Sur le fond, ce renoncement, qui compromet les actions engagées par le département du Val d’Oise, nuit aux efforts déployés par les agriculteurs qui doivent produire des aliments de plus en plus sains et porte atteinte à l’image de qualité associée au Parc naturel régional du Vexin français, principal territoire concerné.

Il nous semble particulièrement imprudent de revenir sur cette mesure qui prenait en compte le risque sanitaire, la valeur environnementale des produits issus d’une agriculture raisonnée ou maîtrisée, la protection du cadre de vie et la mission du parc naturel, alors que la qualité est au cœur des préoccupations des consommateurs et des divers acteurs chargés de l’Environnement, au sens le plus large.
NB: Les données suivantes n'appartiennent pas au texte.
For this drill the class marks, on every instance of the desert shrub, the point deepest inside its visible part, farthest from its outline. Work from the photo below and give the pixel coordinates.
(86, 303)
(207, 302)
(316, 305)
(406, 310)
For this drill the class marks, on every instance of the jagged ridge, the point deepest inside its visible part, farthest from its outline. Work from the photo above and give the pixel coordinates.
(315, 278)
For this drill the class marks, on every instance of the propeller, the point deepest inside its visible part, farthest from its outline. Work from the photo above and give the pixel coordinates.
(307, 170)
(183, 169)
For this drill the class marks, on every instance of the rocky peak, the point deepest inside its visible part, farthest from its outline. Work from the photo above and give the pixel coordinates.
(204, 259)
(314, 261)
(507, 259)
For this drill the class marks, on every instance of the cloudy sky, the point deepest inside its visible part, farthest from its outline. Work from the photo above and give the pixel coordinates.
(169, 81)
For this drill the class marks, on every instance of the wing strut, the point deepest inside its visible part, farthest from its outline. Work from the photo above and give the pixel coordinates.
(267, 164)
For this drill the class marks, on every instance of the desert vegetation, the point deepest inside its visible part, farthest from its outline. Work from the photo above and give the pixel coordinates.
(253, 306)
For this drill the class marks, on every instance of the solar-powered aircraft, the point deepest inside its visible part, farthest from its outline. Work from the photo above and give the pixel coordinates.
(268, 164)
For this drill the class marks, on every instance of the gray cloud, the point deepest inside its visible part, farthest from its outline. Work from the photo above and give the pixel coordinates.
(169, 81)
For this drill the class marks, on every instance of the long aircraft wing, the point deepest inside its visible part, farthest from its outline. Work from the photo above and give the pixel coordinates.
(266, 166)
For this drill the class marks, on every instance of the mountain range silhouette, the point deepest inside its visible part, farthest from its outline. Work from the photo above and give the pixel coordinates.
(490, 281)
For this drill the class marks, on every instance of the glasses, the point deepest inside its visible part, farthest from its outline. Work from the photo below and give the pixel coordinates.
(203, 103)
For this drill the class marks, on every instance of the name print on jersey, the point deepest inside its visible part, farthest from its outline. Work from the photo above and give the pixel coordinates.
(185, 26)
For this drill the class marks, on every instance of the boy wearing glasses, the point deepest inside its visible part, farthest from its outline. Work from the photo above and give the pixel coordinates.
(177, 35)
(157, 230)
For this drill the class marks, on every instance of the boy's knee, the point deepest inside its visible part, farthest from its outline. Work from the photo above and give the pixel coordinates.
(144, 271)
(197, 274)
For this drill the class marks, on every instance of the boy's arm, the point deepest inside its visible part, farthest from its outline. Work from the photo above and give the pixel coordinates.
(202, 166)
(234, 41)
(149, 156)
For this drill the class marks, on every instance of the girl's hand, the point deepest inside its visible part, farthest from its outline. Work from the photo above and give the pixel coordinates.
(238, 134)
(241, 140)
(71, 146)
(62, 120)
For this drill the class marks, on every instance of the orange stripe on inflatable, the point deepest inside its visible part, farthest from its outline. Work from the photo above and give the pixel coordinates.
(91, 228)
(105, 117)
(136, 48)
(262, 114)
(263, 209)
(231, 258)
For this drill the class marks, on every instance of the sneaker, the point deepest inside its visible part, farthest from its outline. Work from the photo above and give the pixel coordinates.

Ainsi, les dernières informations venant du ministère de l’Ecologie précisent que les objectifs des parcs seraient renforcés par l’obligation de lutter contre les pollutions sur les territoires classés et la Commission européenne, par un communiqué du 19 avril, annonce, pour 2003, une réduction des niveaux de contaminants et la mise en œuvre d’une politique de prévention des sols.

En regrettant, principalement pour ces motifs, devoir refuser ce plan, et bien que notre association participe dès le début aux divers travaux engagés pour sa révision, je vous prie de croire, Monsieur le Préfet en l’assurance de ma parfaite considération.